A proton moves from south to north with a speed of $2 × 10^7 m s^{-1}$. When a magnetic field is applied from west to east, the proton gets an acceleration of $10^{12} m s^{-2}$. The mass of the proton is $1.6 × 10^{-27} kg$. The value of the magnetic field is

$5 × 10^{-4} T$

The correct answer is Option (1) → $5 × 10^{-4} T$

Given:

Velocity of proton: $v = 2 \times 10^{7} \, m/s$ (south → north)

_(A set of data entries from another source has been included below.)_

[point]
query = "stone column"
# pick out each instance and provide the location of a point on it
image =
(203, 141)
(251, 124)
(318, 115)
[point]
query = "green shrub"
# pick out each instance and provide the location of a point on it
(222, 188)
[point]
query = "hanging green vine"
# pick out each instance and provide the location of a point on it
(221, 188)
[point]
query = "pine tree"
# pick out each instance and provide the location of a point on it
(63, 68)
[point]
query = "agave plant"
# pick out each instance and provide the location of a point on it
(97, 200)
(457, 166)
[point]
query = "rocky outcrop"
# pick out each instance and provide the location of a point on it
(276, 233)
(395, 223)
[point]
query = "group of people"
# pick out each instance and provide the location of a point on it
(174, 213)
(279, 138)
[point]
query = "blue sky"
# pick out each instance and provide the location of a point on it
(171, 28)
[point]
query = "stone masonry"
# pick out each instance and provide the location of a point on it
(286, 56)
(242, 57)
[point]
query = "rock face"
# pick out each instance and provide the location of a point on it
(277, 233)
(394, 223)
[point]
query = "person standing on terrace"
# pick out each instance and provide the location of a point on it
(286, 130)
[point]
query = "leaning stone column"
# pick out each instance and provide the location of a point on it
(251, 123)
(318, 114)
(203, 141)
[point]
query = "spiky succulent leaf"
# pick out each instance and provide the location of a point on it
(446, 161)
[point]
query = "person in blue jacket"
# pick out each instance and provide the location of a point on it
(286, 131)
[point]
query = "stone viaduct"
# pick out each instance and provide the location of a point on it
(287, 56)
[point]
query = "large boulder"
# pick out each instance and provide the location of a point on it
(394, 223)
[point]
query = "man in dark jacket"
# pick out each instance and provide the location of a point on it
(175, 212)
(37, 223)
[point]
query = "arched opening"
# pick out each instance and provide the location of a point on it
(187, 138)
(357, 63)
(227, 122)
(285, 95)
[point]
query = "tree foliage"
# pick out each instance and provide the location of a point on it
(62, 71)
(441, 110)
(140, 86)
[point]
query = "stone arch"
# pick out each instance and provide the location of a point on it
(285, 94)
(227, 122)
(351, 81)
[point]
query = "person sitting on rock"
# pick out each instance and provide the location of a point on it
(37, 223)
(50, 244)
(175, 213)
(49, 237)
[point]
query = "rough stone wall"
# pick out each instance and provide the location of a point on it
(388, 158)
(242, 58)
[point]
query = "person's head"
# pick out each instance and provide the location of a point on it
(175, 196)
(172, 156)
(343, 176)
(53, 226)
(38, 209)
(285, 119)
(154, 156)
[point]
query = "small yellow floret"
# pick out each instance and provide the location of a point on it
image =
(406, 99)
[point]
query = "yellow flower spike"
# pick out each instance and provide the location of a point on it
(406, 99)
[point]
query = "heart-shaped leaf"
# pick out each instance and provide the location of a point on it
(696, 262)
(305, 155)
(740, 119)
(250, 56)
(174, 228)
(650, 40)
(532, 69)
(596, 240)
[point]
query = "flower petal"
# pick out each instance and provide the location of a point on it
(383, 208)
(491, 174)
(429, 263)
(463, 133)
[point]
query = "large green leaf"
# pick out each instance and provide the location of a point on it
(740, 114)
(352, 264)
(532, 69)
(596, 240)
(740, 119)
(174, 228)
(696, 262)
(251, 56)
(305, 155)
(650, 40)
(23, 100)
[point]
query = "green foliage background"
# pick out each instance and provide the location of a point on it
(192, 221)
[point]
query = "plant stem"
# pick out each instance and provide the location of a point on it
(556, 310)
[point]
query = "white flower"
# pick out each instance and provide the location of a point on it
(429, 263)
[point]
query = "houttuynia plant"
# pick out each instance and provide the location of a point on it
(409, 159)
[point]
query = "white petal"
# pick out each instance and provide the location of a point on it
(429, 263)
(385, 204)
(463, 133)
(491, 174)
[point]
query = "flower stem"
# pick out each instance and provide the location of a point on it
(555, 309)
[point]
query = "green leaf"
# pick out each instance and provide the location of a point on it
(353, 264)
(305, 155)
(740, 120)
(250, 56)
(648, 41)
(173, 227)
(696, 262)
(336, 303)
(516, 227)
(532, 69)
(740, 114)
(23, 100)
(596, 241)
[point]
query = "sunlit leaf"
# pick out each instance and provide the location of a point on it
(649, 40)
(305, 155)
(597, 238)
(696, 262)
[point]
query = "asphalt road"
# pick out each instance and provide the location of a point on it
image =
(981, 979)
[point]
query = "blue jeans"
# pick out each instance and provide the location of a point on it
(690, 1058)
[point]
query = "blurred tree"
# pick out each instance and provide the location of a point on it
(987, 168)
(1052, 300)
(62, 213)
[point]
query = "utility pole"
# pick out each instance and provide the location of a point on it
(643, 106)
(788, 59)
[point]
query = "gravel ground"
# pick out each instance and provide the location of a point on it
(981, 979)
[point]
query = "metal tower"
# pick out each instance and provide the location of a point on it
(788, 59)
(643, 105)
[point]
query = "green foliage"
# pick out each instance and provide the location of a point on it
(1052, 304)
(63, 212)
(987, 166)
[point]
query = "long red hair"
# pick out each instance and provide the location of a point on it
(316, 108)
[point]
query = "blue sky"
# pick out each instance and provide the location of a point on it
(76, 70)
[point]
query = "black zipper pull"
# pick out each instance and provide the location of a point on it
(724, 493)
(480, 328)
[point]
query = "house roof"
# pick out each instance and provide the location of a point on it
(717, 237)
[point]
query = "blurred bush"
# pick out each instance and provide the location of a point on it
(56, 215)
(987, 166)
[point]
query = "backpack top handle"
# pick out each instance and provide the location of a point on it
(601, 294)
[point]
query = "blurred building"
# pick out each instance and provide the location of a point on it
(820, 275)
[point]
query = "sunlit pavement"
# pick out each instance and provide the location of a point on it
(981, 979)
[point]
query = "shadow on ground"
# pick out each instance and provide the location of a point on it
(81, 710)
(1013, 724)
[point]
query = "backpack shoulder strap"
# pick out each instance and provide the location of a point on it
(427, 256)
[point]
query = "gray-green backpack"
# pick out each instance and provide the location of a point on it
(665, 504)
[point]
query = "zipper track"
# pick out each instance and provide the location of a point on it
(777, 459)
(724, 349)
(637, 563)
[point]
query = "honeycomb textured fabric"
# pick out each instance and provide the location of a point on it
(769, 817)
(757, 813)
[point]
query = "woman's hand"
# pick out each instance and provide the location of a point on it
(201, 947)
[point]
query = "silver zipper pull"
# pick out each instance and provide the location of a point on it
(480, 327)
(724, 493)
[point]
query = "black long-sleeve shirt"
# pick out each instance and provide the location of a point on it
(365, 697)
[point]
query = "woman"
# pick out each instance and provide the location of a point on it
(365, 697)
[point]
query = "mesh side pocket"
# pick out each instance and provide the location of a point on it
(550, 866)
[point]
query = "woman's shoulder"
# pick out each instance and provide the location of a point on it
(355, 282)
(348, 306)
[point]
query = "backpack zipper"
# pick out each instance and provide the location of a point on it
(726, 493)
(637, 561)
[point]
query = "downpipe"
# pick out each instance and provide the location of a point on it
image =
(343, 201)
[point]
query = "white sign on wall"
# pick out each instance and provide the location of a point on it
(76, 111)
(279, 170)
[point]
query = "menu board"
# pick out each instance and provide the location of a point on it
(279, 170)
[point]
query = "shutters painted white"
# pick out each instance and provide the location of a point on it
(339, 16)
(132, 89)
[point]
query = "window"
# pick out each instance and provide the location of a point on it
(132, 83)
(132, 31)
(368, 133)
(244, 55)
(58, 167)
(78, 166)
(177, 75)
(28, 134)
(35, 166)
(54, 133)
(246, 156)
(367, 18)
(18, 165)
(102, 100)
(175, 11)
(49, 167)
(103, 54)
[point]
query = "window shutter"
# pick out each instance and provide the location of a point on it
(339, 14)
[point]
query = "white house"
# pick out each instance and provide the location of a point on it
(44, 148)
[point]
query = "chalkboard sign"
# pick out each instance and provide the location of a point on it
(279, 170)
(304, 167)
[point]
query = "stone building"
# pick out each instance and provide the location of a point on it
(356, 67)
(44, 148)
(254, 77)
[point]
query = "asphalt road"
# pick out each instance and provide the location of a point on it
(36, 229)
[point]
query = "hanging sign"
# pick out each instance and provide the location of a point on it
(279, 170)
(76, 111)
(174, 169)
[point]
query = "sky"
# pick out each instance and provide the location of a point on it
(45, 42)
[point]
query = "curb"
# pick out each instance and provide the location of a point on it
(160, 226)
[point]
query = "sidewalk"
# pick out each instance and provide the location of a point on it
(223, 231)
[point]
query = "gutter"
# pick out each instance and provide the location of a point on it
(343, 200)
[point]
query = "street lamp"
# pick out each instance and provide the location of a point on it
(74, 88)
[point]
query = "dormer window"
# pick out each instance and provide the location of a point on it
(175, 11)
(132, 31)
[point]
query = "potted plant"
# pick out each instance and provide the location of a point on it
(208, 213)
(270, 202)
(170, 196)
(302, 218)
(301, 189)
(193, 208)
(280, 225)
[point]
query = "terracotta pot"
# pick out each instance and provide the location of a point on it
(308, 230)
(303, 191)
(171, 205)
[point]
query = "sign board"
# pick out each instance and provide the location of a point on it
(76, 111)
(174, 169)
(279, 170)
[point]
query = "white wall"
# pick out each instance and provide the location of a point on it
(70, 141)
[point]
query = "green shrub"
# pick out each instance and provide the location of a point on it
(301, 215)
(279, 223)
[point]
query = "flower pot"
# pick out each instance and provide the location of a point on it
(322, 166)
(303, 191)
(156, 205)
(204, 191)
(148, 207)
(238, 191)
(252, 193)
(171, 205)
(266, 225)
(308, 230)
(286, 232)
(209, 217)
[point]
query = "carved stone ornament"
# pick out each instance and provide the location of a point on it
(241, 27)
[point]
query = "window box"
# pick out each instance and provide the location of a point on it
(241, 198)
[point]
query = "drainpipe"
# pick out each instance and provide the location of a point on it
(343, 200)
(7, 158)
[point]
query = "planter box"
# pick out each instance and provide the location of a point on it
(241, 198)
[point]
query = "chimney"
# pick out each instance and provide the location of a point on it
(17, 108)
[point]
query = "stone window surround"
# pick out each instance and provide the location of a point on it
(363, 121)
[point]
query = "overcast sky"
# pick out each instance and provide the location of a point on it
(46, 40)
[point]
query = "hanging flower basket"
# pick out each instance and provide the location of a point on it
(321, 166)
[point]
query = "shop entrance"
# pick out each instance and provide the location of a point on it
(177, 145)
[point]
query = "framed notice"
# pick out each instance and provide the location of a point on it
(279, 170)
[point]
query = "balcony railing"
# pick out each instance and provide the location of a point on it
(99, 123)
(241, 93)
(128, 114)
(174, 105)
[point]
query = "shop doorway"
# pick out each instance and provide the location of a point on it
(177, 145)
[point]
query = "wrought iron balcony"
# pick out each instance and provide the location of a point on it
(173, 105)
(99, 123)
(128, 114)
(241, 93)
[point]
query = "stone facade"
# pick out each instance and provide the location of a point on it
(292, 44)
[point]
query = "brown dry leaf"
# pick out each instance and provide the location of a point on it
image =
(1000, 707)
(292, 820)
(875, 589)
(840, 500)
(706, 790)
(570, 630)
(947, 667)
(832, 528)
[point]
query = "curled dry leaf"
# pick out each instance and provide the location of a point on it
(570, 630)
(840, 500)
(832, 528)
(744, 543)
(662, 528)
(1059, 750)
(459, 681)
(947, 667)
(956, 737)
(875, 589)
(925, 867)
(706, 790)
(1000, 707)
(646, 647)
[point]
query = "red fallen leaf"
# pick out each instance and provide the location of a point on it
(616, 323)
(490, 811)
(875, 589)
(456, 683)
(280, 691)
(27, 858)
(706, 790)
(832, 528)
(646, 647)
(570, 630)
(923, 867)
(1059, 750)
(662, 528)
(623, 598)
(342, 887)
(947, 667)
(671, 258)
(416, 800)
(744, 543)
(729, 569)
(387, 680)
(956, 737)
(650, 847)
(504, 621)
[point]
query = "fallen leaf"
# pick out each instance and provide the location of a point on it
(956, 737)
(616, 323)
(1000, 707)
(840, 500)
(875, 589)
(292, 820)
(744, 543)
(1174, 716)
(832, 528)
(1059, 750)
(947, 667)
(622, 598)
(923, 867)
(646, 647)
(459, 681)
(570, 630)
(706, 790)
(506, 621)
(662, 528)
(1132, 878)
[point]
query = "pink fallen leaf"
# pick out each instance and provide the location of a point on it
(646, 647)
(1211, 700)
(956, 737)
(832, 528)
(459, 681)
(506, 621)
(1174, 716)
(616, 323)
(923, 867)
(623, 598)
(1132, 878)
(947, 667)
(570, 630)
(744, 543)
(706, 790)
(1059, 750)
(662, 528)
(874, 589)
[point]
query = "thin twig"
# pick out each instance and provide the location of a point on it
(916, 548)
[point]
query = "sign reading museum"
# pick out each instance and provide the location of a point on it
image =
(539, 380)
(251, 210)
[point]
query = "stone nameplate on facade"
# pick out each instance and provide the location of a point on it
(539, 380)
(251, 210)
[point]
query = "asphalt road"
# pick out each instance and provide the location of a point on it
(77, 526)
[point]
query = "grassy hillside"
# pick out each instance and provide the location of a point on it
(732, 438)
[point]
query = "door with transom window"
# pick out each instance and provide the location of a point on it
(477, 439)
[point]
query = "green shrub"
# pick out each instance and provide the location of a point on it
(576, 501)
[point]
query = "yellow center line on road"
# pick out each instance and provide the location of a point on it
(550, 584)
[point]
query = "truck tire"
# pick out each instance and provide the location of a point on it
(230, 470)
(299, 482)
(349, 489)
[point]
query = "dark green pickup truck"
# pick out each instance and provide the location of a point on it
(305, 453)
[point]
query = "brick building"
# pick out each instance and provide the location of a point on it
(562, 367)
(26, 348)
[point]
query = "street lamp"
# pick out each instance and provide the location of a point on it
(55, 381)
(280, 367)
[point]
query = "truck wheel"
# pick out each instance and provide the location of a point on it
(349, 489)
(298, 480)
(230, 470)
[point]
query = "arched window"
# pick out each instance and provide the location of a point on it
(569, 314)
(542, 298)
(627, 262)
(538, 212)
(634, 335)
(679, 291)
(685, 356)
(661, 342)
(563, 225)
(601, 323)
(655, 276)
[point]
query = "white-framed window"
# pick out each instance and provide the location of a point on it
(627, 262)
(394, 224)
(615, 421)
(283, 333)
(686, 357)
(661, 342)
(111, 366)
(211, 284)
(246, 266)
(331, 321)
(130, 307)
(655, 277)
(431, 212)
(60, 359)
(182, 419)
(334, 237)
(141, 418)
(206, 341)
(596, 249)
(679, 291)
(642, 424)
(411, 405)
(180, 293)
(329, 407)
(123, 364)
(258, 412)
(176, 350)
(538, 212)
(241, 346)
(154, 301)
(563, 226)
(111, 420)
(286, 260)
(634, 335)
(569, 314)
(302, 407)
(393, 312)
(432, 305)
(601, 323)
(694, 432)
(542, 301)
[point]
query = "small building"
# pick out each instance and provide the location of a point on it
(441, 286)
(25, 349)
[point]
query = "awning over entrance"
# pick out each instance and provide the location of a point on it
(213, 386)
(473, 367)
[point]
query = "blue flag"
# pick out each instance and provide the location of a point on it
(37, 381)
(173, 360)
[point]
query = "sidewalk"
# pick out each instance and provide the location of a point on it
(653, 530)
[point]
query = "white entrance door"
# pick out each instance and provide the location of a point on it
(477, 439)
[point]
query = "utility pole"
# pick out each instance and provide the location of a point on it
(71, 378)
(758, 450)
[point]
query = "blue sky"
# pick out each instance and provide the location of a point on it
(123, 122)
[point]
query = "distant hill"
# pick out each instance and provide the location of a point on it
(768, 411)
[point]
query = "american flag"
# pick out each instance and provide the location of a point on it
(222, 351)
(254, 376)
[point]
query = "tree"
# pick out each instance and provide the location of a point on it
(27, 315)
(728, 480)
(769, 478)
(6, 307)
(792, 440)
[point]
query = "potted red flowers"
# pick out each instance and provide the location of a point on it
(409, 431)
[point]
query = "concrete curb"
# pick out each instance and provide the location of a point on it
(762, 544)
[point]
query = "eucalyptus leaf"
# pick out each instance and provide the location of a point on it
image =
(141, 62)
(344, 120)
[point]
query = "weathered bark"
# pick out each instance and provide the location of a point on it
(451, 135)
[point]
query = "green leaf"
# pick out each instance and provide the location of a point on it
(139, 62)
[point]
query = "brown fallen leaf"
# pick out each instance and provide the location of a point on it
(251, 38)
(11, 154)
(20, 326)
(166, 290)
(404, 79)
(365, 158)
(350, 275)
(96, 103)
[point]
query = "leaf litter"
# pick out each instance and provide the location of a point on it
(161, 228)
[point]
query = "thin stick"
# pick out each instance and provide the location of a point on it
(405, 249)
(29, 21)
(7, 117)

Magnetic field: west → east

Acceleration: $a = 10^{12} \, m/s^2$

Mass of proton: $m = 1.6 \times 10^{-27} \, kg$

Charge of proton: $q = 1.6 \times 10^{-19} \, C$

Magnetic force: $F = q v B$

Also, $F = ma$

So, $q v B = m a$

$B = \frac{ma}{qv}$

Substitute values:

$B = \frac{(1.6 \times 10^{-27})(10^{12})}{(1.6 \times 10^{-19})(2 \times 10^{7})}$

$B = \frac{1.6 \times 10^{-15}}{3.2 \times 10^{-12}}$

$B = 0.5 \times 10^{-3}$

$B = 5 \times 10^{-4} \, T$

Answer: The magnetic field is $5 \times 10^{-4} \, T$.